How a Russian princess became the world's first female military pilot
Twenty-one-year-old Evgenia Shakhovskaya's interest in aviation began in 1910, when she watched demonstration flights by French female aviator Raymonde de Laroche in St. Petersburg. The princess immediately enrolled in flying lessons and, two years later, she earned her pilot's license at the Wright Brothers' Flight School in Germany.
Even before completing her training, she attempted to take part in military conflicts in the Balkans and North Africa, hoping to "sow death… from a height of 500 meters and hear the bullets of enemy gunners whizzing past as they hunted our airplane!"
She was unable to get to the front at that time, so Shakhovskaya remained in Germany to train female aviators. In 1913, she survived a terrible plane crash and decided to leave the skies forever, but changed her mind after the outbreak of World War I.
The princess petitioned Nicholas II to send her to the front as a military pilot. On December 1, 1914, she was enlisted as an ensign in the 1st Army Aviation Detachment, where she carried out reconnaissance flights.
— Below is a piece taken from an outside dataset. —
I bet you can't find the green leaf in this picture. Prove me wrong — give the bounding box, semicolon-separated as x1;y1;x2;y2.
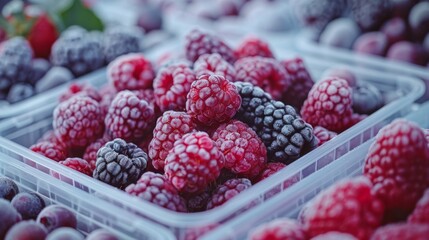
59;0;104;31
However, her tenure was short-lived. In 1915, she was accused of spying for Germany, expelled from the detachment and taken into custody.
The 1917 Bolshevik Revolution freed Shakhovskaya from prison. For a time, she worked at the Gatchina Museum, but was fired for embezzlement. She was then recruited by the ‘Cheka’ (All-Russian Extraordinary Commission) the state security agency, where she first served as an informant and, later, as an investigator in Kiev. The princess conducted interrogations with extreme cruelty.
At that time, Shakhovskaya became addicted to alcohol and cocaine, while her morphine addiction had been going on since the plane crash. In 1920, the princess died. According to one account, she was shot by colleagues during a drunken argument.